Tesseract does not natively parse PDF files; the `ProcessPagesInternal` logic treats PDFs as single images or relies on external conversion. To process PDFs page-by-page, you must first convert pages to images using tools like `pdftoppm`, `pdf2image`, or Leptonica's PDF functions, then feed each image to `ProcessPage` or iterate through them with `ProcessPagesFileList`. The renderer system can then recombine the OCR results into searchable PDFs via `TessPDFRenderer`.

### What is the difference between `ProcessPages` and `ProcessPage` in the Tesseract API?

`ProcessPages` is a high-level convenience method that handles entire documents, automatically detecting input formats (single image, multi-page TIFF, or file list) and managing the iteration loop internally. In contrast, `ProcessPage` is the low-level primitive that performs OCR on a single `Pix` image, requiring the caller to handle pagination, memory management, and result retrieval manually. Use `ProcessPages` for standard batch processing and `ProcessPage` when you need custom error handling, per-page logic, or integration with external image sources.

### How do I implement retry logic for failed page recognitions?

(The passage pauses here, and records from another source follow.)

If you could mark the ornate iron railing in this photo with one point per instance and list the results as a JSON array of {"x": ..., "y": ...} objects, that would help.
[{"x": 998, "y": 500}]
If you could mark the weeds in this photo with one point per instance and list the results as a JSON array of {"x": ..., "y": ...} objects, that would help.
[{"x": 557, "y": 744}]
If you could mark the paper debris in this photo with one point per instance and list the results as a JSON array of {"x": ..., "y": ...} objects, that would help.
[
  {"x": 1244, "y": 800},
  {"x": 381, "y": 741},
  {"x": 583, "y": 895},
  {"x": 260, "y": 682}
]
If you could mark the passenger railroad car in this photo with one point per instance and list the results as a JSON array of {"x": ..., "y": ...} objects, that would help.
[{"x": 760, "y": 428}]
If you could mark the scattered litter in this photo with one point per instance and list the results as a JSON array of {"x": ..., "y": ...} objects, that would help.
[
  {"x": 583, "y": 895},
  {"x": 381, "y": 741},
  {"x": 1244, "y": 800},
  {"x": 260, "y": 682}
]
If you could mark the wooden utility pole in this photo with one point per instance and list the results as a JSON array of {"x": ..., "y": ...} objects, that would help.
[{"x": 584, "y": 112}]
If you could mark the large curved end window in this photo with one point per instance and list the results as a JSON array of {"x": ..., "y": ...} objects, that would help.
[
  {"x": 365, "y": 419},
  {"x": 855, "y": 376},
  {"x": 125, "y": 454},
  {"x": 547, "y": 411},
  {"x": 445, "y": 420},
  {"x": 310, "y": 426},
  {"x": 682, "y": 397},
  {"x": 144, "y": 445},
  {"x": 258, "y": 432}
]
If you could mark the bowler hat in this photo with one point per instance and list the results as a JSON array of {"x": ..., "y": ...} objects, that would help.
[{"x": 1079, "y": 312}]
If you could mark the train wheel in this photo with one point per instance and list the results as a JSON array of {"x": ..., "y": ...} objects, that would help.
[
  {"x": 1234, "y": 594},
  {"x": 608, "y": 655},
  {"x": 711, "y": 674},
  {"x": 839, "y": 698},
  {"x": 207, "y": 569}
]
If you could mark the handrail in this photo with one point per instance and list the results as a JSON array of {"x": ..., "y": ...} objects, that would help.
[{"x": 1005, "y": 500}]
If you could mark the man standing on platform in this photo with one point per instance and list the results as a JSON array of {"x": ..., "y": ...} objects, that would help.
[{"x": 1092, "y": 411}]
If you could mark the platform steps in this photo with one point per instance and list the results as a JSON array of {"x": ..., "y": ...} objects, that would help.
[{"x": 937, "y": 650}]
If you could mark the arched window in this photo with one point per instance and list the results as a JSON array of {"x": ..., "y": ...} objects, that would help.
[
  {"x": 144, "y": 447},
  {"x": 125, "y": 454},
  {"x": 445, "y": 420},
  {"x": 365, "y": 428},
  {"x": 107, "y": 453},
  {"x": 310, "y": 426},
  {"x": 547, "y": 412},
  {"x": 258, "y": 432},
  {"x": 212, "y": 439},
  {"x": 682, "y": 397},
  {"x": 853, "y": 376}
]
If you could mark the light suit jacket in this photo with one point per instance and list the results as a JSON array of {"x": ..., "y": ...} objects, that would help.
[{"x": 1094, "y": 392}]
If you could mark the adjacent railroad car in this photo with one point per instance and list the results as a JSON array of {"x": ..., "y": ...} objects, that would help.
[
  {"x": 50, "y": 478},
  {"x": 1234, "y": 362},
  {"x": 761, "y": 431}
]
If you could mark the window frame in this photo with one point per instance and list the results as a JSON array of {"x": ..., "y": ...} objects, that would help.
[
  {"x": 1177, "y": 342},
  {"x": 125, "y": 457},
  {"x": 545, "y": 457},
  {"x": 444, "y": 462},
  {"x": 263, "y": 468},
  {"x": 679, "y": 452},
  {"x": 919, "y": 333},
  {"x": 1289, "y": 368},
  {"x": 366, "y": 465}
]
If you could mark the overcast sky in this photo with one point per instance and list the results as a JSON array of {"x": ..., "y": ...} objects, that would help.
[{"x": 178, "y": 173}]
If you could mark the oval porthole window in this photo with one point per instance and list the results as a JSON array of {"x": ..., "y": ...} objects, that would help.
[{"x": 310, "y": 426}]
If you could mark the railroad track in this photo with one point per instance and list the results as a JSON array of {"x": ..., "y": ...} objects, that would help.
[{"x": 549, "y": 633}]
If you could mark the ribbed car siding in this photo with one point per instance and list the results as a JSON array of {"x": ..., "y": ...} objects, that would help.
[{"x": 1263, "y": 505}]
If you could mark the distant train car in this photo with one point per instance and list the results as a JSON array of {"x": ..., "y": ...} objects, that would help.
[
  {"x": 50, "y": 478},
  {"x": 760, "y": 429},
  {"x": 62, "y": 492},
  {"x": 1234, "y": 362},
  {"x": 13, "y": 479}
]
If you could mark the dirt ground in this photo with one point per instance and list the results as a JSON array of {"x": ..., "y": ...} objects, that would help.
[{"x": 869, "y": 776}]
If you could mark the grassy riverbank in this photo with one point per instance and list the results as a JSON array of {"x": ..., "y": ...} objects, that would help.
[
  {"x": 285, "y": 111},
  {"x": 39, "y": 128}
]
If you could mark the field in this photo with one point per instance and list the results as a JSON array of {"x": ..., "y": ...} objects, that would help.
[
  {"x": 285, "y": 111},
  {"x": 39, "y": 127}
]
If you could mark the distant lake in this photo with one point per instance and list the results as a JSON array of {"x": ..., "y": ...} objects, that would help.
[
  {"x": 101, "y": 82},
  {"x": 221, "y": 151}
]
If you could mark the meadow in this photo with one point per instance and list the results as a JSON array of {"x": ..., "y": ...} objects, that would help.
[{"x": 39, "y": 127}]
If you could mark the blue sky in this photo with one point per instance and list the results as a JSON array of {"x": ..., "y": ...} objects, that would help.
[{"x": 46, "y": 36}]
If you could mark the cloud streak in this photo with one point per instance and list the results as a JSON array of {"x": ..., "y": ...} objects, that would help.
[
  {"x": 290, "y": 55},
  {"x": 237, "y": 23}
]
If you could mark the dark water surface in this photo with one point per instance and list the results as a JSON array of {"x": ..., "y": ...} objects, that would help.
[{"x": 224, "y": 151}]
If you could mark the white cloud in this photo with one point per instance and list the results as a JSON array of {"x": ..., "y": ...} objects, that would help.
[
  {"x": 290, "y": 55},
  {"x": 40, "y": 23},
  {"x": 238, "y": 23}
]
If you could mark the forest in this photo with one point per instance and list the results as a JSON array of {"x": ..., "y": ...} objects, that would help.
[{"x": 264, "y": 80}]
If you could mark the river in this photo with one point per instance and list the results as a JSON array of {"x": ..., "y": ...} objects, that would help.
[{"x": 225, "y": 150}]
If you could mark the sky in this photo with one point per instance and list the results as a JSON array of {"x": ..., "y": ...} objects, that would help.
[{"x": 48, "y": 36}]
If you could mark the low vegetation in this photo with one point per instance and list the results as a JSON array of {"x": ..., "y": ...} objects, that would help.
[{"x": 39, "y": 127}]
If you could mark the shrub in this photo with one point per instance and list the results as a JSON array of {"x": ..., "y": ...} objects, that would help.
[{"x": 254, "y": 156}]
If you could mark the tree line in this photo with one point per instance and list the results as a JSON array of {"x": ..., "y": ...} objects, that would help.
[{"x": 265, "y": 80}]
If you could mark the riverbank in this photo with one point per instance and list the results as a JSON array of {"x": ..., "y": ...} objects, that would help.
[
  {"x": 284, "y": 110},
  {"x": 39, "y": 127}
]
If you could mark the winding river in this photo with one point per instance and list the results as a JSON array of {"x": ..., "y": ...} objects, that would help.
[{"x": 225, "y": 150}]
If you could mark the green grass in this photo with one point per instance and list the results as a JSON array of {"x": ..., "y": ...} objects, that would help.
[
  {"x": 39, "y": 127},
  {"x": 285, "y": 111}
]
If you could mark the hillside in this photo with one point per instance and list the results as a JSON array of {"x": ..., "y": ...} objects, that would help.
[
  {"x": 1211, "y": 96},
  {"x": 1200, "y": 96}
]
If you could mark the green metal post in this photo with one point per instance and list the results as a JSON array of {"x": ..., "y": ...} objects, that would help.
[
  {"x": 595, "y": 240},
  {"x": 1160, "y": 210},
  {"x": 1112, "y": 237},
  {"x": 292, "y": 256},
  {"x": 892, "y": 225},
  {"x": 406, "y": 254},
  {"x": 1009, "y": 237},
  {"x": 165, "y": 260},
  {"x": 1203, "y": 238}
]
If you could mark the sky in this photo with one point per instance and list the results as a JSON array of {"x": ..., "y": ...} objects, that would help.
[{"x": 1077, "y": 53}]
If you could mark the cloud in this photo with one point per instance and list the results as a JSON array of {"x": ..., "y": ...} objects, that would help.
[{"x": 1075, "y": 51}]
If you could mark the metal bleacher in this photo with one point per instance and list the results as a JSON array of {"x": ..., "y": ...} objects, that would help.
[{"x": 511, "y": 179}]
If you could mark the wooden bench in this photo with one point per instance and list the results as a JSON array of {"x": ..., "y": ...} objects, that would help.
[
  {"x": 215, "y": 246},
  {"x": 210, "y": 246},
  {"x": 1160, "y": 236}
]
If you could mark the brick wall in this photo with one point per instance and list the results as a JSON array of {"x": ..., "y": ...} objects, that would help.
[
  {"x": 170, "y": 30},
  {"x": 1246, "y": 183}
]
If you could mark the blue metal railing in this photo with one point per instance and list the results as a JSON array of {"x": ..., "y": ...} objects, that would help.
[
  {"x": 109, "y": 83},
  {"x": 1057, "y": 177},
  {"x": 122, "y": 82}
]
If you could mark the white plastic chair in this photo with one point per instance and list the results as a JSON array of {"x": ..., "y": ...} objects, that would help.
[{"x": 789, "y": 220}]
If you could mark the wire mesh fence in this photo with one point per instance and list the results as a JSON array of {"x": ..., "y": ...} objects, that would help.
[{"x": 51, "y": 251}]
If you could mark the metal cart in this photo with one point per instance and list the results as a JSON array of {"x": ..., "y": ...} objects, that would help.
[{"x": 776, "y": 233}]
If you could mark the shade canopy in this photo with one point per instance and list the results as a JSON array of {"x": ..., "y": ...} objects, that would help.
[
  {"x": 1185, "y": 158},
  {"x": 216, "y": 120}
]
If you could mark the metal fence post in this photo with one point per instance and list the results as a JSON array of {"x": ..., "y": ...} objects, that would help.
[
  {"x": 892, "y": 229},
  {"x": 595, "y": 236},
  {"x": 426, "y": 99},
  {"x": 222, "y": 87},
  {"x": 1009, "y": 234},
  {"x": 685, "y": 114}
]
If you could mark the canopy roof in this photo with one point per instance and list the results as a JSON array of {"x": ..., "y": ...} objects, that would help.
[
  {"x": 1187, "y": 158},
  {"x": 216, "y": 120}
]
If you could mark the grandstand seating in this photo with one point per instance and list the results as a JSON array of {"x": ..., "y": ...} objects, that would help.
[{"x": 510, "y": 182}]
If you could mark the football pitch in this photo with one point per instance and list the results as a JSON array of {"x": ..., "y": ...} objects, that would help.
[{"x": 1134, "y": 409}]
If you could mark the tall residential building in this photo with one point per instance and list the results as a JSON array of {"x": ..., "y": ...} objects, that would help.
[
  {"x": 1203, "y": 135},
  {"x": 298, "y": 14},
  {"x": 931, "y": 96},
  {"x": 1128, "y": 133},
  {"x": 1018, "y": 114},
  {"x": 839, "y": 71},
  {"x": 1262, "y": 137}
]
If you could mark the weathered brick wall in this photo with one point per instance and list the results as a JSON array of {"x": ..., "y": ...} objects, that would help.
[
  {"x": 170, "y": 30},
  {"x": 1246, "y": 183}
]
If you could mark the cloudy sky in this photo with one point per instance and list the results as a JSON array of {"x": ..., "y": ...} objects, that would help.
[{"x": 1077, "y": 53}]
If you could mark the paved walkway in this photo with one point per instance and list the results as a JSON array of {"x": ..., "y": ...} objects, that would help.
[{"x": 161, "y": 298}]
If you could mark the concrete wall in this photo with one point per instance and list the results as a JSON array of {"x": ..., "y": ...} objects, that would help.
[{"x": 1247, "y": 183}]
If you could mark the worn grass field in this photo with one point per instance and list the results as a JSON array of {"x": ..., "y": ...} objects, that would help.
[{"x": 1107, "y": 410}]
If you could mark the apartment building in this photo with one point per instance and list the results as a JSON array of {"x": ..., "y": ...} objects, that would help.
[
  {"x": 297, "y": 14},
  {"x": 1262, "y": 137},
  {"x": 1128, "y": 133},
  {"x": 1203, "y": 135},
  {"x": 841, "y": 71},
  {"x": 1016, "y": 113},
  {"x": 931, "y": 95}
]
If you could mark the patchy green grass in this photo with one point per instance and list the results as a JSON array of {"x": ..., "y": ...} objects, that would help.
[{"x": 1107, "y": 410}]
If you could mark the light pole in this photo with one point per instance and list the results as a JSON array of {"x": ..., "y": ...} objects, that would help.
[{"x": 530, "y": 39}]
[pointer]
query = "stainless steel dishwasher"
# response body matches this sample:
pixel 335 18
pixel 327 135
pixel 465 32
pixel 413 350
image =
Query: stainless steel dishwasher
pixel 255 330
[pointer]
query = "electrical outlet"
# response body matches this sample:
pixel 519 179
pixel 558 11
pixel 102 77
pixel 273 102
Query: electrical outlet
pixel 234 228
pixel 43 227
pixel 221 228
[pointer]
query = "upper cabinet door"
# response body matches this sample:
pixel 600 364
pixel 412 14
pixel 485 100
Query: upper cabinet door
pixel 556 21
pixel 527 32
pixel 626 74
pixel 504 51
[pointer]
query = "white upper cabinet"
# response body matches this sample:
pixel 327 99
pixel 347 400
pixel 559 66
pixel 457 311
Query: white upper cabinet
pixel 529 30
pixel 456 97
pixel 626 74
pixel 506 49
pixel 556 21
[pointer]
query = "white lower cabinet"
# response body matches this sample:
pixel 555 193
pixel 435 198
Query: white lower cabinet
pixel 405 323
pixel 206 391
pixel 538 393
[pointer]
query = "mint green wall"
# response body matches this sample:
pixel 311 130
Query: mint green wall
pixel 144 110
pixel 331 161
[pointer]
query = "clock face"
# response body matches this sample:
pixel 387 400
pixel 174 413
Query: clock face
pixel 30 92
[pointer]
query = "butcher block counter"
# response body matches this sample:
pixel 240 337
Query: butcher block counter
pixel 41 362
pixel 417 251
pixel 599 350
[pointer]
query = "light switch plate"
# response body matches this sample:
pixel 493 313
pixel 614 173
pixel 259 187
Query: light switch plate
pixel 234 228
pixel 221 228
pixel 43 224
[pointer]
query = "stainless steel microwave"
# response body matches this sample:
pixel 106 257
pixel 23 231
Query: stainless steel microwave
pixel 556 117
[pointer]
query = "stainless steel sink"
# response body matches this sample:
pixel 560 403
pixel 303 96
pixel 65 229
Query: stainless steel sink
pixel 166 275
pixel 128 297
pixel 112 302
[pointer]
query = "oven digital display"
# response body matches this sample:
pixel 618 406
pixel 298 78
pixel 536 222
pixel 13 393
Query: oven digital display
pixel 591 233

The `ProcessPage` method in [`src/api/baseapi.cpp`](https://github.com/tesseract-ocr/tesseract/blob/main/src/api/baseapi.cpp) supports automatic retry through the `retry_config` parameter. When provided, Tesseract saves the current variable set before recognition begins; if the first `Recognize()` call fails, it reloads the saved state, applies the alternative configuration from the retry file, and runs OCR again. For manual implementation, catch recognition failures after `Recognize()`, adjust `tesseract::TessBaseAPI` variables using `SetVariable()`, and re-run `Recognize()` without reinitializing the API object.